The man looked up and said, "High Bend."
Chapter 44
Tom Beasley had taught Hannah how to drive the carriage, but James wouldn't let her go alone. There was a rough, wooded stretch between the ranch and High Bend, and James didn't like the idea of a young woman, or any woman for that matter, riding through it alone. Ruffians had been known to lie in wait for unsuspecting travelers there, so, James would accompany her when she went to town. Hannah resented being treated that way, but she also understood the rules of society. Even if the road had been safe, James still would have accompanied his unmarried niece to town.
It was getting harder for Hannah to accept the restrictions placed upon her by society. She didn't blame James for adhering to them, nor did she feel animosity toward her mother when she told Hannah that once she married, she would have to put her painting aside to raise children. Marian told her a man expected certain things from his wife, and while painting was a nice hobby for wealthy women with servants, a girl in Hannah's position didn't have hobbies. More than likely, Hannah would have the sole responsibility of caring for her children and keeping her house. Before Mr. Ross lost her money, Marian had felt differently. Hannah would have come out in Philadelphia and met a man suited to a girl in her situation.

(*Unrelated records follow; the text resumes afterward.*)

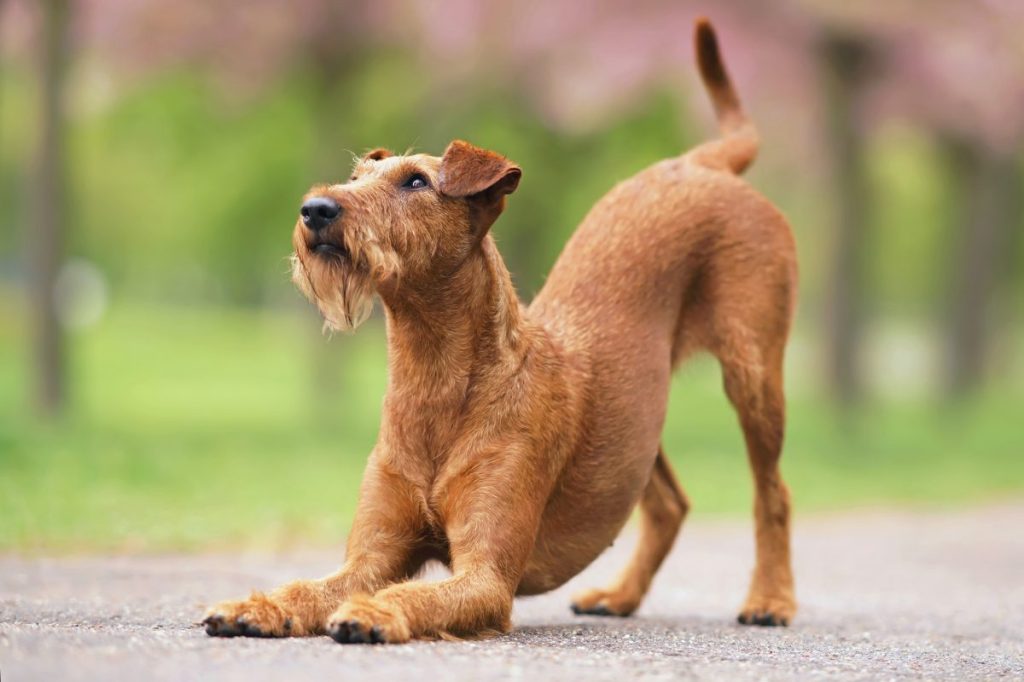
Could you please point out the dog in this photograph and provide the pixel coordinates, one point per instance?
(514, 439)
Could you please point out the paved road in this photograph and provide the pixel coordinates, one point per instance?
(884, 595)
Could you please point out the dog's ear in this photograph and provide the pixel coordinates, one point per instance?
(377, 155)
(482, 177)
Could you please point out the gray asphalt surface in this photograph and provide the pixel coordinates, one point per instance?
(884, 595)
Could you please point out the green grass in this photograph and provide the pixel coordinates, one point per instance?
(200, 427)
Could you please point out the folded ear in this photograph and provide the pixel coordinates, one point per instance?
(377, 155)
(482, 177)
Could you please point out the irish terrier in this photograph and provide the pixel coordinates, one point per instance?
(515, 440)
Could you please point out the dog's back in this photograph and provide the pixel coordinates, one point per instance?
(684, 256)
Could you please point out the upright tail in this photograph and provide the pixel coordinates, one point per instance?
(737, 146)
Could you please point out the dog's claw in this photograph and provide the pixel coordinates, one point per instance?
(351, 632)
(213, 624)
(766, 619)
(597, 609)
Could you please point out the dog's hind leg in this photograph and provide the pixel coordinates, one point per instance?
(663, 509)
(754, 383)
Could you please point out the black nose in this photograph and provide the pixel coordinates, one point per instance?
(320, 212)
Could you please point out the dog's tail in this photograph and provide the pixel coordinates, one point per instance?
(737, 146)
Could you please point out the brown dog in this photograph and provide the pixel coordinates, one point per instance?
(515, 440)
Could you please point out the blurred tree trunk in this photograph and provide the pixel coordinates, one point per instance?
(46, 217)
(987, 214)
(844, 62)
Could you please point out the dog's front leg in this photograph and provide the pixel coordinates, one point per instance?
(381, 550)
(491, 519)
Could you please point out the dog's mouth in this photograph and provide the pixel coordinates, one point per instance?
(330, 250)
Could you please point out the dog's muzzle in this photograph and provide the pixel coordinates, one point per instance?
(318, 212)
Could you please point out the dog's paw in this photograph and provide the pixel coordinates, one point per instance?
(369, 621)
(767, 611)
(259, 615)
(603, 602)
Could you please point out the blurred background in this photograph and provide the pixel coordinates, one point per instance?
(163, 386)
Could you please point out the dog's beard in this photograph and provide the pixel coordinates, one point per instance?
(344, 291)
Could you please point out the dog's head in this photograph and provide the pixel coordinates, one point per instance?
(399, 221)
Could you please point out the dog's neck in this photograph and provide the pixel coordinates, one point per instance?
(440, 337)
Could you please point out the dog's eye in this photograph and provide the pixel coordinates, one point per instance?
(416, 181)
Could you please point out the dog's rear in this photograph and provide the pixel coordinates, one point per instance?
(684, 256)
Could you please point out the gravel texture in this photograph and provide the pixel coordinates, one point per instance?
(884, 595)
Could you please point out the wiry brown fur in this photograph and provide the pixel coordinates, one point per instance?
(515, 440)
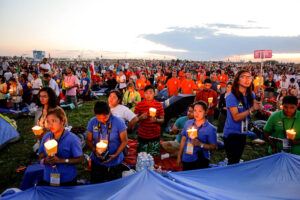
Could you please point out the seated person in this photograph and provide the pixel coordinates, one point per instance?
(114, 100)
(60, 168)
(149, 130)
(106, 165)
(194, 152)
(279, 122)
(172, 147)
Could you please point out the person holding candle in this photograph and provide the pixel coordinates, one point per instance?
(131, 97)
(275, 130)
(149, 130)
(194, 148)
(60, 167)
(240, 104)
(106, 128)
(210, 97)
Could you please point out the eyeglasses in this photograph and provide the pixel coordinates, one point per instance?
(246, 77)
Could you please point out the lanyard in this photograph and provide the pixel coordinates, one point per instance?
(284, 131)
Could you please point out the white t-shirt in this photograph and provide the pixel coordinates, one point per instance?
(123, 113)
(36, 84)
(45, 66)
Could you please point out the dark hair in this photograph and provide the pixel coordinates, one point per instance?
(207, 81)
(201, 103)
(236, 92)
(101, 107)
(148, 87)
(118, 94)
(52, 100)
(290, 100)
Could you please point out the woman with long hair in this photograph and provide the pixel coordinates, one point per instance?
(240, 104)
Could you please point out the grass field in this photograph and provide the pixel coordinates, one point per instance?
(20, 153)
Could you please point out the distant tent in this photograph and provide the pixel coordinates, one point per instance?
(7, 133)
(177, 105)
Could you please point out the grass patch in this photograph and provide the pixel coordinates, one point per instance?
(18, 154)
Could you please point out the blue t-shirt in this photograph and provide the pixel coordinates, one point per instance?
(207, 134)
(85, 83)
(69, 146)
(180, 125)
(117, 126)
(232, 126)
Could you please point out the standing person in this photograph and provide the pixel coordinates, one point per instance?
(210, 97)
(223, 78)
(131, 97)
(106, 166)
(36, 85)
(223, 108)
(173, 85)
(194, 152)
(52, 84)
(69, 151)
(240, 104)
(149, 130)
(279, 122)
(16, 92)
(71, 84)
(3, 91)
(85, 84)
(187, 85)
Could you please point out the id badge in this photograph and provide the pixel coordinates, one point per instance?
(190, 148)
(54, 179)
(285, 144)
(244, 126)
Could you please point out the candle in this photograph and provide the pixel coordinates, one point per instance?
(51, 147)
(192, 132)
(101, 146)
(152, 112)
(37, 130)
(290, 134)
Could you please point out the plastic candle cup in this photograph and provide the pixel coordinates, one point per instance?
(51, 147)
(152, 112)
(290, 134)
(101, 146)
(192, 132)
(37, 130)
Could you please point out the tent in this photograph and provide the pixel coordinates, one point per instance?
(273, 177)
(7, 133)
(177, 105)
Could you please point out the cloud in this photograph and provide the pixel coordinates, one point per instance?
(203, 43)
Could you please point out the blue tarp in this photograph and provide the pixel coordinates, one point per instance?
(7, 132)
(272, 177)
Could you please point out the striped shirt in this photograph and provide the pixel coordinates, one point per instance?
(148, 129)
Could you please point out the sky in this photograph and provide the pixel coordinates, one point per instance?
(156, 29)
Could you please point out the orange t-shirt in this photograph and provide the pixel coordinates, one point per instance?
(187, 86)
(173, 85)
(140, 86)
(223, 80)
(161, 82)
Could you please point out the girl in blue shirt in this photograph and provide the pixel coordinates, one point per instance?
(240, 104)
(206, 140)
(60, 168)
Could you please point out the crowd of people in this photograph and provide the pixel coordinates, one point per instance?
(224, 91)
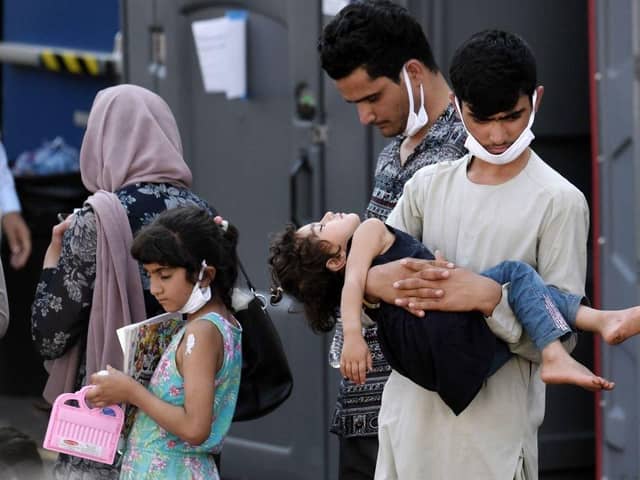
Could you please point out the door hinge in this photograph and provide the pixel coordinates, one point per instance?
(319, 133)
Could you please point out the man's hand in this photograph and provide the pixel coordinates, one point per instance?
(19, 238)
(355, 360)
(453, 289)
(382, 280)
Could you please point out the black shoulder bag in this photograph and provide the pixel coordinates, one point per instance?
(266, 380)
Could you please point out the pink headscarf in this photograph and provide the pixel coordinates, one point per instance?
(131, 137)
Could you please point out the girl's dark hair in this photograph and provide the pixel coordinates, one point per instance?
(298, 265)
(183, 237)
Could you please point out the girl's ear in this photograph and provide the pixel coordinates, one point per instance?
(209, 276)
(337, 262)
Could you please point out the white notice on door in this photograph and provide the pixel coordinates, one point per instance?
(221, 45)
(332, 7)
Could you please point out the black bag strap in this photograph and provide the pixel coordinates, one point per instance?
(261, 298)
(246, 277)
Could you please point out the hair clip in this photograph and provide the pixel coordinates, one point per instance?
(224, 224)
(276, 295)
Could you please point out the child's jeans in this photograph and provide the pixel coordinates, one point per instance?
(543, 310)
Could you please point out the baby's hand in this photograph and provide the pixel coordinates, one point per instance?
(355, 360)
(109, 388)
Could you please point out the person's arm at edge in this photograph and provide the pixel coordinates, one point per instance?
(4, 304)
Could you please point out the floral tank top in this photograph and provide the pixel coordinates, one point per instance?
(154, 453)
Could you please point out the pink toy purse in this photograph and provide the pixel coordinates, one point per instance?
(81, 431)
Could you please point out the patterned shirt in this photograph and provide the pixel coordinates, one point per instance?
(357, 407)
(62, 303)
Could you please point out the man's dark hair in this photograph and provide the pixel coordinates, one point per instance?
(377, 35)
(491, 70)
(183, 237)
(299, 266)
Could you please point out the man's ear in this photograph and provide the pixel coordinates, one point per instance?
(337, 262)
(415, 69)
(208, 276)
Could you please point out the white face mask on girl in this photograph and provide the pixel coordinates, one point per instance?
(511, 153)
(414, 122)
(199, 296)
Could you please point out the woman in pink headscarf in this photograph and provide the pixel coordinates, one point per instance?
(131, 160)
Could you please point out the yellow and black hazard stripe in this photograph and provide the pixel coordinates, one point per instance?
(76, 63)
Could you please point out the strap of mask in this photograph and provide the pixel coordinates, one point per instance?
(409, 91)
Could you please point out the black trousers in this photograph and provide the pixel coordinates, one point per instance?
(358, 457)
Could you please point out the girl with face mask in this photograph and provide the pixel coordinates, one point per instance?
(187, 410)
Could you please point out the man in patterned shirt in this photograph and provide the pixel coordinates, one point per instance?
(381, 61)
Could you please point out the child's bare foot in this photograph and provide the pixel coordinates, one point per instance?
(559, 367)
(620, 325)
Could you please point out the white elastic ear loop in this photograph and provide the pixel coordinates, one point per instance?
(410, 91)
(201, 274)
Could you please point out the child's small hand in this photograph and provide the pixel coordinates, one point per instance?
(355, 360)
(109, 389)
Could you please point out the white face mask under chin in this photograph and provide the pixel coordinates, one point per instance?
(510, 154)
(199, 296)
(415, 122)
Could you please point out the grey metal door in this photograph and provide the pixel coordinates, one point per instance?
(617, 43)
(260, 162)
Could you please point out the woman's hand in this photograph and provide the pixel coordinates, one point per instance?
(110, 388)
(52, 255)
(355, 360)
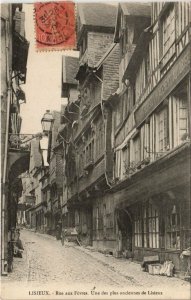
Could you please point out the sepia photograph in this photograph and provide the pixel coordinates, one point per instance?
(95, 150)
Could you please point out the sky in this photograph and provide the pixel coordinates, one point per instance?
(43, 81)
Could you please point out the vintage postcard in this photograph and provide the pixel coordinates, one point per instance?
(95, 150)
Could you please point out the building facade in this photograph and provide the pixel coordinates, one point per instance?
(152, 146)
(128, 157)
(14, 157)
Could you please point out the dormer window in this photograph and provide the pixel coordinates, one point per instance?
(83, 45)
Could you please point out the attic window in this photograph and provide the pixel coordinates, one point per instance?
(83, 45)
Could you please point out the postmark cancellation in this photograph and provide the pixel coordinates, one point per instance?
(55, 25)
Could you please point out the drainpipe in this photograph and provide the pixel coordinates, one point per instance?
(106, 177)
(3, 220)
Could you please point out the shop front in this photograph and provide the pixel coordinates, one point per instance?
(153, 209)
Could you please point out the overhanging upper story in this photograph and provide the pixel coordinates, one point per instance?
(95, 25)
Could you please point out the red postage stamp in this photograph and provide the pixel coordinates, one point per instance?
(55, 25)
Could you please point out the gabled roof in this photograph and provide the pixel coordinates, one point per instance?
(132, 10)
(138, 54)
(97, 14)
(104, 57)
(136, 9)
(69, 66)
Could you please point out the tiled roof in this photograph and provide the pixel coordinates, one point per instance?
(136, 9)
(69, 66)
(97, 14)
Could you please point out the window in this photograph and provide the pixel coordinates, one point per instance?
(173, 228)
(168, 34)
(104, 219)
(162, 130)
(97, 220)
(125, 159)
(138, 228)
(153, 227)
(183, 118)
(137, 144)
(83, 45)
(147, 226)
(100, 142)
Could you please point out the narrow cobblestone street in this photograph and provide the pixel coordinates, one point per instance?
(46, 261)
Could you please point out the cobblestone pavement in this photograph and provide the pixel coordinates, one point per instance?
(45, 260)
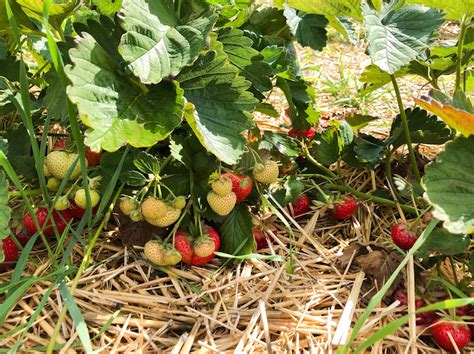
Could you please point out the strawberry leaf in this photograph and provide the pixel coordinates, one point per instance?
(236, 233)
(449, 185)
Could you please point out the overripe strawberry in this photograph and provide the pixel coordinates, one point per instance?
(241, 185)
(59, 162)
(259, 237)
(81, 201)
(422, 319)
(53, 184)
(301, 205)
(136, 216)
(344, 209)
(60, 219)
(153, 208)
(460, 333)
(172, 256)
(172, 215)
(308, 134)
(204, 247)
(93, 158)
(266, 173)
(402, 236)
(10, 253)
(62, 203)
(179, 202)
(155, 252)
(183, 244)
(222, 205)
(222, 186)
(127, 205)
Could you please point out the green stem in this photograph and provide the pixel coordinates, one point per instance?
(464, 25)
(319, 165)
(378, 200)
(406, 129)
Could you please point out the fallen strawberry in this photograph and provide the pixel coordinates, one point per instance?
(301, 205)
(344, 209)
(402, 236)
(10, 253)
(241, 185)
(60, 219)
(459, 332)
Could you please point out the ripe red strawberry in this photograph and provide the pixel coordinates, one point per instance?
(402, 237)
(460, 333)
(41, 215)
(422, 319)
(259, 237)
(344, 209)
(93, 158)
(308, 134)
(241, 185)
(10, 252)
(301, 205)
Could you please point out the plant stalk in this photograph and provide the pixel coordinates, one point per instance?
(406, 130)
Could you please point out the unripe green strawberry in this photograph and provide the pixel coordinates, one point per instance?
(266, 173)
(59, 162)
(127, 205)
(172, 256)
(153, 208)
(155, 252)
(222, 186)
(171, 216)
(46, 171)
(222, 205)
(62, 203)
(204, 247)
(53, 184)
(179, 202)
(80, 198)
(136, 216)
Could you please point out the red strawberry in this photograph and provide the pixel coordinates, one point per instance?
(61, 220)
(422, 319)
(460, 333)
(241, 185)
(260, 238)
(10, 252)
(93, 158)
(344, 209)
(301, 205)
(183, 244)
(402, 237)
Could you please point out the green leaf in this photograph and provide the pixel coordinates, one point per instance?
(56, 98)
(108, 7)
(5, 210)
(248, 60)
(399, 36)
(236, 232)
(424, 129)
(444, 242)
(309, 30)
(158, 43)
(454, 9)
(117, 110)
(147, 163)
(449, 184)
(349, 8)
(218, 105)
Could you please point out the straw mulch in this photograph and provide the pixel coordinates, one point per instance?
(255, 306)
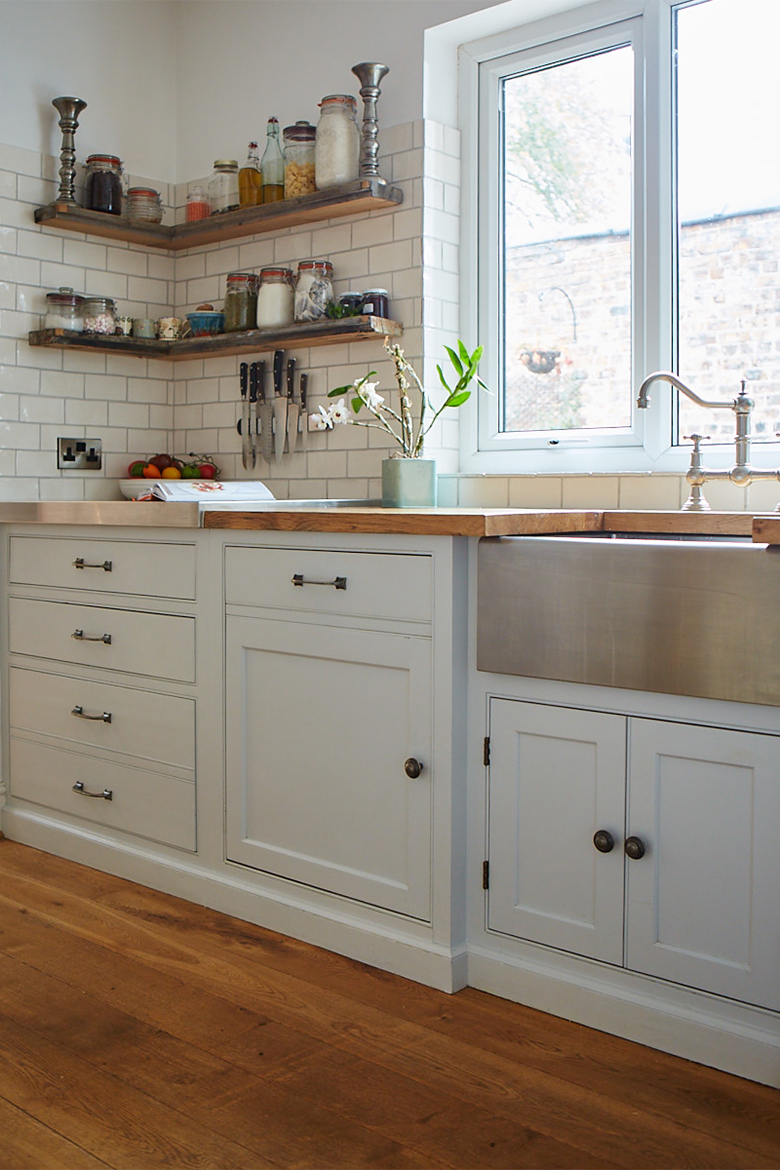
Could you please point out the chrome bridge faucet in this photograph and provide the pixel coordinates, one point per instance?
(741, 473)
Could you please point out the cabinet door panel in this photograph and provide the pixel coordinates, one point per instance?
(703, 902)
(319, 723)
(556, 777)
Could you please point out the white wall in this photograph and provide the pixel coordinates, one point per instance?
(119, 57)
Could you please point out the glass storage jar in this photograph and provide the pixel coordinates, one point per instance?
(103, 186)
(299, 159)
(275, 297)
(63, 310)
(99, 315)
(337, 149)
(313, 288)
(144, 205)
(240, 302)
(223, 186)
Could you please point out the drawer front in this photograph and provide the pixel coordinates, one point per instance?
(154, 727)
(159, 645)
(104, 566)
(397, 586)
(143, 803)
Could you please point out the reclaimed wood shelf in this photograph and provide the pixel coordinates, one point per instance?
(253, 341)
(354, 199)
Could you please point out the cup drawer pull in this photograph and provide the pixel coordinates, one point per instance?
(105, 795)
(80, 563)
(337, 583)
(80, 713)
(81, 637)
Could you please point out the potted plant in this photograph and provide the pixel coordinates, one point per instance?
(408, 479)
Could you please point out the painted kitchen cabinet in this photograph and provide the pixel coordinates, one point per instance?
(683, 818)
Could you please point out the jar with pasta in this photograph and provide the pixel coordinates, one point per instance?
(299, 159)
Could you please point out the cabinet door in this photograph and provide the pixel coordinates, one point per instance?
(557, 776)
(704, 900)
(319, 724)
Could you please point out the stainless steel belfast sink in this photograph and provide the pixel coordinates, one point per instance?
(682, 616)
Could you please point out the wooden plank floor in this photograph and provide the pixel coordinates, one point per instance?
(142, 1031)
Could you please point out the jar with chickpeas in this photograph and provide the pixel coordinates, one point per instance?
(299, 159)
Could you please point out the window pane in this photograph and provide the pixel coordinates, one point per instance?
(567, 206)
(729, 211)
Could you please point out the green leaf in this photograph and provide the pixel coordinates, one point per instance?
(454, 358)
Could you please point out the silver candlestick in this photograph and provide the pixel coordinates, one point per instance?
(370, 74)
(68, 108)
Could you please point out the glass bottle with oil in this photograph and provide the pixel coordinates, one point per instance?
(273, 165)
(250, 179)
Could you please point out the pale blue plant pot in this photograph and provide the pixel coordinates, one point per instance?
(408, 483)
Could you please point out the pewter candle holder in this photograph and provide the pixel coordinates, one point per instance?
(68, 108)
(370, 74)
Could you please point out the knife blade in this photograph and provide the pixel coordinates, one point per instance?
(253, 412)
(280, 406)
(304, 413)
(292, 407)
(266, 415)
(243, 370)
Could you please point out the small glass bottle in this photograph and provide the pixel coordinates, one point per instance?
(240, 302)
(250, 179)
(337, 150)
(299, 159)
(198, 206)
(103, 187)
(63, 310)
(223, 186)
(313, 288)
(273, 165)
(275, 297)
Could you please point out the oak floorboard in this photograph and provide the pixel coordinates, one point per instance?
(178, 940)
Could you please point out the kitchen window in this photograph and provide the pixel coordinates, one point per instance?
(621, 204)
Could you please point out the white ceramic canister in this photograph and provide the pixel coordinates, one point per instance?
(337, 146)
(275, 297)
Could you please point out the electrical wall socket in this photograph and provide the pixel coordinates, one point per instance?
(80, 454)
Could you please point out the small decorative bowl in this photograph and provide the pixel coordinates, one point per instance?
(205, 323)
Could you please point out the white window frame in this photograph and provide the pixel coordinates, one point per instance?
(648, 25)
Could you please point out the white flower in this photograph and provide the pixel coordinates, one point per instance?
(339, 412)
(321, 421)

As Marian resigned herself to Hannah's station in life, she asked Becky to teach her the womanly arts in preparation for that day when she would marry. Hannah had been raised by Becky and had heard her women's suffrage speeches all her life. She had spent hours in Becky's kitchen watching her cook, clean, can, and organize. During those long days of summer when she wasn't at the beach with John Liberty, Hannah stayed in the kitchen helping Becky. She believed she would marry John one day, and his parents were not rich.
"You'll be raising your own children if you marry that man," Becky told her when young Hannah boasted she would marry him even if she had to ask him herself. "You'll be doing just what I'm doing, so you might as well do it right. I want you to know, though, you don't have to marry at all. A woman is perfectly capable of taking care of herself."
This news contradicted everything the girl had been taught since birth. Women who took care of themselves were usually prostitutes or spinsters. They were poor women who were looked down upon by society, or were ridiculed and abused by men. Hannah was expected to marry, and at eleven, she was eager to be John's wife.
At eighteen, however, she saw things differently. She wasn't going to marry unless the man shared her dreams. He would have to be educated and understand that her painting was important to her. She would have a child, of course, but Louise, who had been introduced by Margaret Mason to some bohemian artists living in a Point Pleasant, New Jersey artists' colony, told Hannah that one of the women, a free spirit named Sylvia, had told her it was possible to prevent a child from being conceived. Hannah had been shocked. It was scandalous to discuss such things, but Louise had been exposed to people who lived the way they chose, and it had changed her. She laughed at Hannah's astonishment and assured her it didn't make her a fallen woman just to hear about conjugal relations.